This is an automated email from the ASF dual-hosted git repository.
chengpan pushed a commit to branch main
in repository https://gitbox.apache.org/repos/asf/incubator-celeborn.git
The following commit(s) were added to refs/heads/main by this push:
new 4fae84051 [CELEBORN-1210] Fix potential memory leak in
PartitionFilesCleaner
4fae84051 is described below
commit 4fae840513b588cd53cd1047c342f9be5f263634
Author: Cheng Pan <[email protected]>
AuthorDate: Fri Jan 5 18:12:18 2024 +0800
[CELEBORN-1210] Fix potential memory leak in PartitionFilesCleaner
### What changes were proposed in this pull request?
1. let `cleanupExpiredShuffleKey` holds the same lock with add and cleaner
thread
2. fix the removal during the iteration
3. simply call `condition.await()` instead of while loop with
`condition.await(500ms)`
### Why are the changes needed?
The usage of `LinkedBlockingQueue queue` in `PartitionFilesCleaner` is not
a typical producer-consumer model, but an order-agnostic buffer, which confuses
me on the first round code reading.
Though `LinkedBlockingQueue` is a thread-safe collection, it means won't
get a `ConcurrentModificationException` if the queue is modified while it is
iterating, but the iteration is not guaranteed to see all queue entries.
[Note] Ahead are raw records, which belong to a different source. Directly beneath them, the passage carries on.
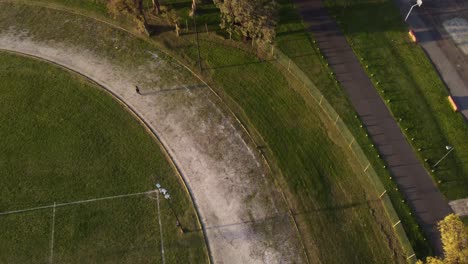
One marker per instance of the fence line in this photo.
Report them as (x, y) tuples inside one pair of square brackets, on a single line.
[(291, 67)]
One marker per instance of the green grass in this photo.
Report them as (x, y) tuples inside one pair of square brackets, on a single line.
[(298, 44), (64, 140), (339, 218), (409, 81)]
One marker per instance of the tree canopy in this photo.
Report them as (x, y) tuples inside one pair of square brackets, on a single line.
[(454, 240), (255, 20)]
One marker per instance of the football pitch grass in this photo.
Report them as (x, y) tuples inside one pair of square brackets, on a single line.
[(87, 168), (338, 214)]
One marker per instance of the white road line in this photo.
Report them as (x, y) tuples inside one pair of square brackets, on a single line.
[(75, 202), (51, 257), (160, 229)]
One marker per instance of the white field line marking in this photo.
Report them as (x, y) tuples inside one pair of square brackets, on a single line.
[(75, 202), (160, 228), (51, 257)]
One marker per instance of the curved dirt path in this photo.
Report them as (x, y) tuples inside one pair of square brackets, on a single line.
[(244, 218)]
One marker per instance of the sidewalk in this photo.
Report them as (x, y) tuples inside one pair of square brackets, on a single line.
[(450, 61), (428, 204)]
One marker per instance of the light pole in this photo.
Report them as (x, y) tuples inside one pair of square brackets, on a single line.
[(418, 3), (167, 196), (450, 149)]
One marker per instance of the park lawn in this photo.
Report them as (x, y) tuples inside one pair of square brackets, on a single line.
[(411, 87), (65, 140), (298, 44), (336, 209)]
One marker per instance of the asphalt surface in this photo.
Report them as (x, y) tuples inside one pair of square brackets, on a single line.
[(451, 62), (417, 186)]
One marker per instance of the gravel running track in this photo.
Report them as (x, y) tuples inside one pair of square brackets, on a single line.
[(243, 215), (417, 186)]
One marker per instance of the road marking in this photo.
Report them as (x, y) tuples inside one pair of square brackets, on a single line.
[(51, 257), (160, 229)]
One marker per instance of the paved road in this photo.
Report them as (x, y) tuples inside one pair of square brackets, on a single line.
[(416, 184), (448, 57)]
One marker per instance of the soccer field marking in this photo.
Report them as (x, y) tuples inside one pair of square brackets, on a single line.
[(51, 257), (160, 228), (75, 202)]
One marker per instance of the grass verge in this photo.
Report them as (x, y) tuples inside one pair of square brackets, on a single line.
[(298, 44), (411, 87), (65, 140), (318, 173)]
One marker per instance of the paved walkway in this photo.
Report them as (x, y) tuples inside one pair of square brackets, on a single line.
[(450, 61), (416, 184), (460, 207), (243, 216)]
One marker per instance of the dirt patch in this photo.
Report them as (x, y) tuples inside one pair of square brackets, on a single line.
[(244, 218)]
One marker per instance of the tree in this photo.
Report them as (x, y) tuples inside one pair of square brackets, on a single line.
[(454, 236), (256, 20), (156, 7)]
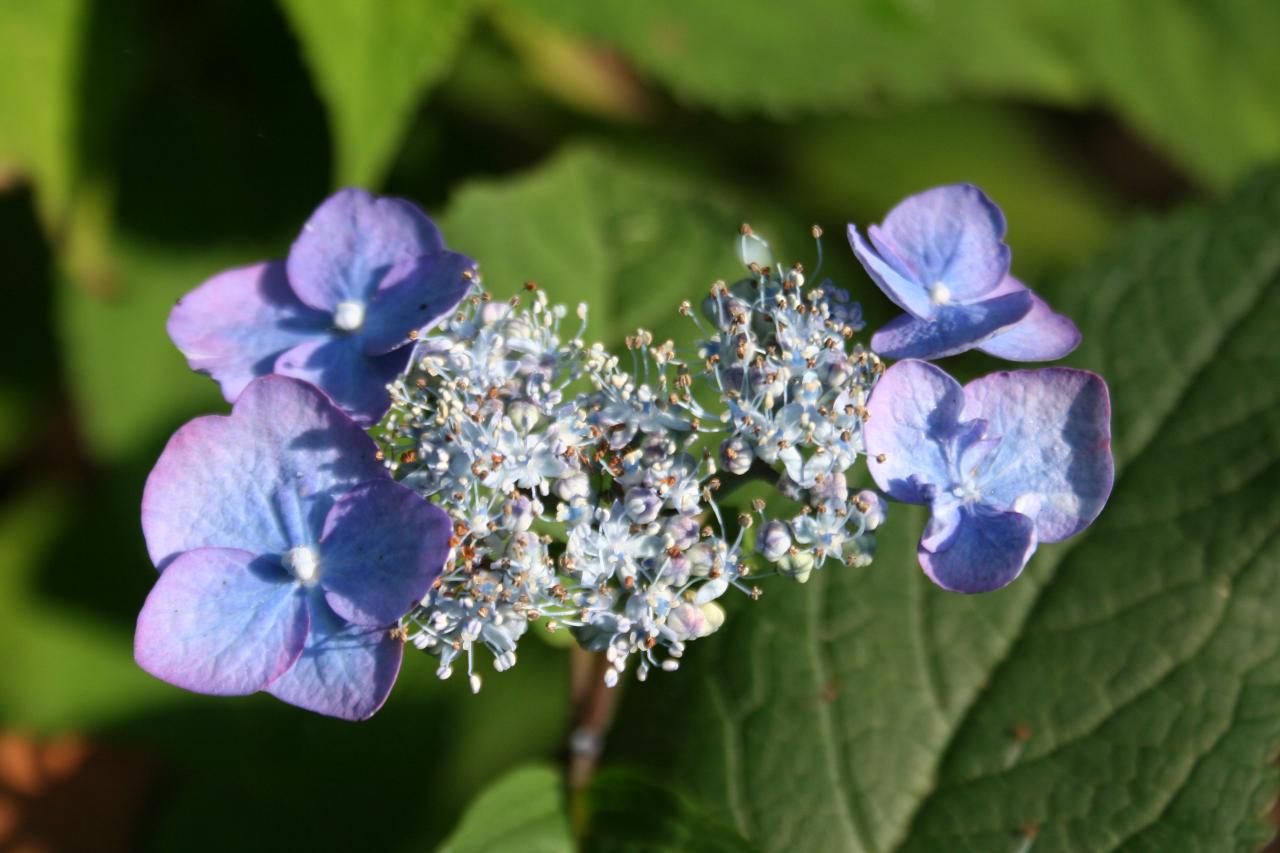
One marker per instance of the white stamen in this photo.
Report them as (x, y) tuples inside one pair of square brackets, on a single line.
[(350, 315), (302, 564)]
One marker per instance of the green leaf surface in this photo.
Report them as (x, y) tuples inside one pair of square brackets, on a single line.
[(589, 228), (371, 64), (1194, 76), (39, 64), (522, 812), (63, 667), (629, 813), (128, 382), (1123, 694)]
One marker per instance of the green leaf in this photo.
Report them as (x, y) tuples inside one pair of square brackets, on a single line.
[(629, 242), (62, 669), (1197, 77), (371, 64), (1123, 693), (630, 812), (129, 384), (522, 812), (40, 64)]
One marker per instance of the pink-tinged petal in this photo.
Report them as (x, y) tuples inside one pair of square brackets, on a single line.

As
`cleanupExpiredShuffleKey` is not guarded by the lock, elements removal from
the cleaner thread may break the iteration and eventually cause a memory leak.
Ref:
https://stackoverflow.com/questions/37945981/concurrently-iterating-over-a-blockingqueue
Another issue is the removal inside iteration. The typical usage is
```
Iterator itr = collection.listIterator();
while (itr.hasNext()) {
if (itr.next() xxx condition) {
itr.remove();
}
}
```
The keypoint is that `itr.remove()` should be called instead of
`collection.remove(x)`
### Does this PR introduce _any_ user-facing change?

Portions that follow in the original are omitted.